His son, John M. Thoburn, a partner in his father's businesses, added: "They don't like our political philosophy and our religious teaching. It's absurd."
Despite the Thoburns' charge that the decision on the school turned on political issues, Supervisor James M. Scott, a Democrat whose district includes the Oakton area, insisted that the board considered land-use issues paramount.
Scott, citing the county staff's recommendation that the Thoburn application be turned down, voted against the school. He said it did not conform to the county's master plan, which calls for single-family homes on large parcels in the area around Thoburn's land.
Scott said that Thoburn had made concessions to the county in the course of negotiations on the school, including cutting the size of the student body by about 100, but that these changes were "minor in relation to the requirements of the comprehensive plan and the zoning ordinance."
Thoburn founded the Fairfax Christian School in 1961, and until last year it was located on Pope's Head Road south of Fairfax City. Last year, the Saudi Arabian Embassy paid him $3 million for the school's old campus, and Thoburn moved into rented quarters in two Baptist churches on Ox Road south of Fairfax City.
Thoburn vowed to fight the board's decision yesterday. "We intend to come back on this," he said. "We intend to take this to court."
His son pledged: "We want to put a school there and we definitely are going to do that.

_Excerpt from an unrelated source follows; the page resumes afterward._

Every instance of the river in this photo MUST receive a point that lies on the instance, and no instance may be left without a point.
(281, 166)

It's an absurdity not to allow a school there."
Robert Thoburn said he would buy other properties around the county and build more branches of the Fairfax Christian School on them.
Voting for the Thoburn application were Chairman John F. Herrity, and Supervisors Thomas M. Davis III, Elaine McConnell, and T. Farrell Egge, all Republicans.
Voting against were Supervisors Martha V. Pennino, Audrey Moore and James M. Scott, all Democrats, and Nancy K. Falck, a Republican.